Suite à un rare ordre du Pentagone, la police militaire et les troupes régulières ont été mises en état d’alerte dans plusieurs bases. Les soldats de Fort Bragg en Caroline du Nord et de Fort Drum à New York ont reçu l’ordre d’être prêts à se déployer dans les quatre heures si on leur en fait la demande. Ces forces seraient utilisées en vertu du Insurrection Act de 1807, qui donne au président le pouvoir de déployer des troupes fédérales dans n’importe quel État pour réprimer « toute insurrection, violence intérieure, coalition illégitime ou conspiration ». La dernière fois que cette loi a été invoquée, c’était en 1992, afin d’étouffer le soulèvement de Los Angeles déclenché par l’acquittement des policiers qui avaient tabassé Rodney King.

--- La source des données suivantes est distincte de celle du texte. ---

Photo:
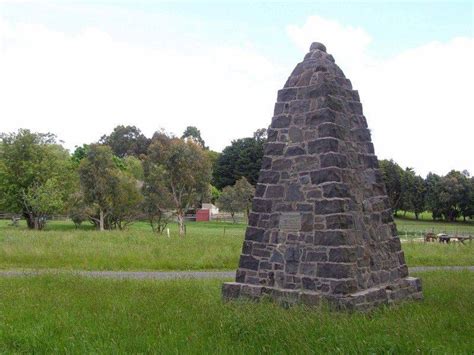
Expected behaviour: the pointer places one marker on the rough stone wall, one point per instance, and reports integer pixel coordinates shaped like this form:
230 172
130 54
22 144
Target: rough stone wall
321 220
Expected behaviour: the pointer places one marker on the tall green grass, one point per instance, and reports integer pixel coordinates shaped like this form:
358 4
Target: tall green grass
59 314
207 246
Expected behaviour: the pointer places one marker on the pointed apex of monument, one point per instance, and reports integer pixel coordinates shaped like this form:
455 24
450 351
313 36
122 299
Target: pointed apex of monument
317 46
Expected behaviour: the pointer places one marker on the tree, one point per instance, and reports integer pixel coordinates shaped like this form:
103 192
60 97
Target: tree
228 202
99 177
36 176
244 192
451 189
195 134
184 170
407 188
432 184
418 196
125 141
126 201
237 198
243 158
392 174
133 167
157 198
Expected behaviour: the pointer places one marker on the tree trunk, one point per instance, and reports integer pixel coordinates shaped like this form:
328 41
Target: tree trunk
29 220
101 220
182 230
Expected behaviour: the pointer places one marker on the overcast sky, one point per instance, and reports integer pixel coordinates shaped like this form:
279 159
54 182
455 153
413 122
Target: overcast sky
78 69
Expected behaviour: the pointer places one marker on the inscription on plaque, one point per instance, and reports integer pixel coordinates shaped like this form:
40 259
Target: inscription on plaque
290 221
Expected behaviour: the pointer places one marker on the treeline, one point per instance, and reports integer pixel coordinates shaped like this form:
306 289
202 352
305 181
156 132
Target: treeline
447 197
127 176
124 176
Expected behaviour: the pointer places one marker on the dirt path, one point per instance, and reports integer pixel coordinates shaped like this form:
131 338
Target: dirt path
167 275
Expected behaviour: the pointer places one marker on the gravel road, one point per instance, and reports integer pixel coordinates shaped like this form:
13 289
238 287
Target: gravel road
167 275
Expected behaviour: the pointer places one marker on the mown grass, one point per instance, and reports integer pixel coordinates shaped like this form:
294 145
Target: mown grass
410 227
207 246
51 314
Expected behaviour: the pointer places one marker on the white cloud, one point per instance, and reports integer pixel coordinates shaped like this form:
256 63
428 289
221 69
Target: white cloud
80 86
419 103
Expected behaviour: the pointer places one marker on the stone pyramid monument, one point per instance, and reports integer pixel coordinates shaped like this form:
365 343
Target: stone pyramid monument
321 226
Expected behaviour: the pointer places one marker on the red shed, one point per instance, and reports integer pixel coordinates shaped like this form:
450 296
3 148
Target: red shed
203 215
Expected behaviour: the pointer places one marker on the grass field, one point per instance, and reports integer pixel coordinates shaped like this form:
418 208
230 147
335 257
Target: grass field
51 314
208 246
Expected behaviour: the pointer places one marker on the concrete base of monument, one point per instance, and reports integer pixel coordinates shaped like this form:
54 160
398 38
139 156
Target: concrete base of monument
408 288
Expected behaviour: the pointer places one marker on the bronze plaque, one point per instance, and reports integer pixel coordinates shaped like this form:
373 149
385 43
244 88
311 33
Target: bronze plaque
290 221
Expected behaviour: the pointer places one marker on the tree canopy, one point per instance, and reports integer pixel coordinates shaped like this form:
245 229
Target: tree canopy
243 158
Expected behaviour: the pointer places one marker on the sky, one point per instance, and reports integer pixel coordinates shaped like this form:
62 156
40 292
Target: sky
79 68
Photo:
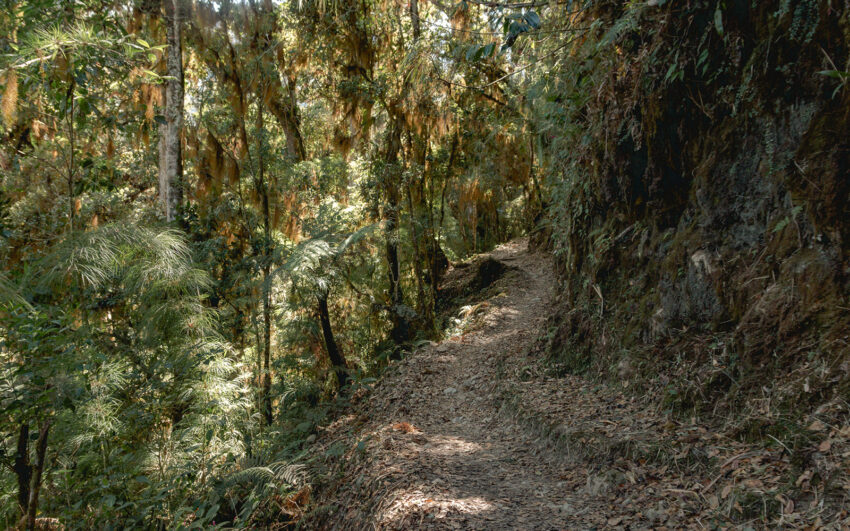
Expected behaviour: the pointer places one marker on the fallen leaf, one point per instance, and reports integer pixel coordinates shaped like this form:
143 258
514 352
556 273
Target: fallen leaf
817 425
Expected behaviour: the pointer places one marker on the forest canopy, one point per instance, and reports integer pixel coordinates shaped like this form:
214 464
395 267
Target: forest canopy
220 221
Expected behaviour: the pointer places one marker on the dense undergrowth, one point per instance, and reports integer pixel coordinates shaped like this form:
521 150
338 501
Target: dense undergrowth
698 213
221 220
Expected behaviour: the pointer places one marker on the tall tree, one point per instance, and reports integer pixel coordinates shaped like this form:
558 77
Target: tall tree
171 150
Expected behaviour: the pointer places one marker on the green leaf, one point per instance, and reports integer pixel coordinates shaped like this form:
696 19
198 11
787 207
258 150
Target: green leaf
833 73
718 21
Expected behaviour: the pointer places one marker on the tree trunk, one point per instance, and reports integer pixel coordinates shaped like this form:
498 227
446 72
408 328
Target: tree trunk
23 469
35 484
263 190
400 331
336 357
172 178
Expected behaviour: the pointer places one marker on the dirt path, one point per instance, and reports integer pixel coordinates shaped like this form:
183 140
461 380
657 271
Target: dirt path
446 458
472 433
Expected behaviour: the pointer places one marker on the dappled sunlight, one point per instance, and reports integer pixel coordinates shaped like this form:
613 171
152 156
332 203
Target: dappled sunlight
413 506
447 445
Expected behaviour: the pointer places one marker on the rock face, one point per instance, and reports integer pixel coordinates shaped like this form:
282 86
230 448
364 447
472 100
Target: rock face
714 221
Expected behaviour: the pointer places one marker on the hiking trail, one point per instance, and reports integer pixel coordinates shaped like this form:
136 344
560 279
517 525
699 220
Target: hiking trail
471 433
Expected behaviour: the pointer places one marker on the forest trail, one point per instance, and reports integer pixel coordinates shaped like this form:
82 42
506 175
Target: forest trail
450 438
446 457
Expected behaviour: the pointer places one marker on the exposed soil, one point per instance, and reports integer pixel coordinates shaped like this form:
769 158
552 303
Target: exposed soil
472 433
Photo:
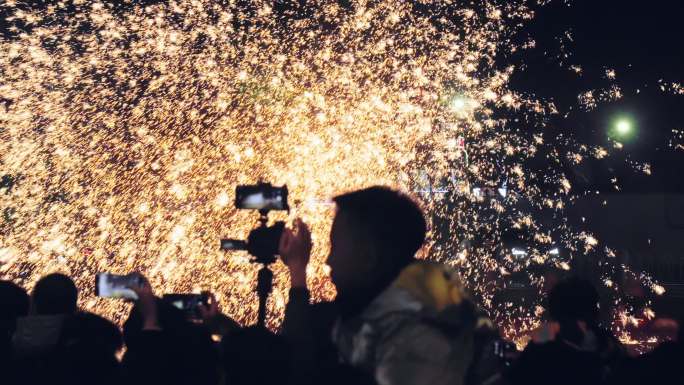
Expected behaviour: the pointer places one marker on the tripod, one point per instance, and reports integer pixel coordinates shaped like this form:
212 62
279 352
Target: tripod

Mais loin d’écraser les masses, le fouet de la contre-révolution les fait souvent avancer, comme nous l’avons vu dans les nombreuses manifestations qui ont balayé le monde l’année dernière au Chili, en Colombie, au Liban, et ailleurs.

Il est bon de rappeler qu’en 2008, lors de la Convention nationale républicaine dans la petite ville de Saint Paul au Minnesota, 50 000 policiers de tout le pays ont dû être déployés pour contenir les manifestants, ce qui n’a pas été suffisant pour les contenir entièrement. La classe dirigeante n’a pas assez de policiers ou de soldats pour contenir tout le pays.

Le fait que Derek Chauvin (le policier qui a tué George Floyd) ait été congédié et accusé de meurtre au troisième degré et d’homicide involontaire n’a précisément rien fait pour apaiser les manifestations. Les masses sont déjà passées par là. Le problème n’est pas une ou deux soi-disant « pommes pourries », mais tout un système pourri.

Il ne suffit pas que les meurtriers de George Floyd aient perdu leur emploi et que l’un d’eux ait été inculpé. Pour vraiment obtenir justice pour tous ceux qui sont exploités et martyrisés par le système, il faut que les capitalistes soient dépossédés de leurs moyens de production. Le mouvement syndical doit s’associer aux manifestants, et ensemble, étendre ce mouvement et lui donner un caractère organisé. Ce qu’il faut, c’est un programme et un plan d’action pour lutter pour la transformation radicale de la société. Seule la révolution socialiste – aux États-Unis et dans le monde entier – mettra enfin un terme au cercle vicieux de l’exploitation et de l’oppression.

Article publié le 30 mai sur le site de Socialist Revolution, section américaine de la Tendance marxiste internationale.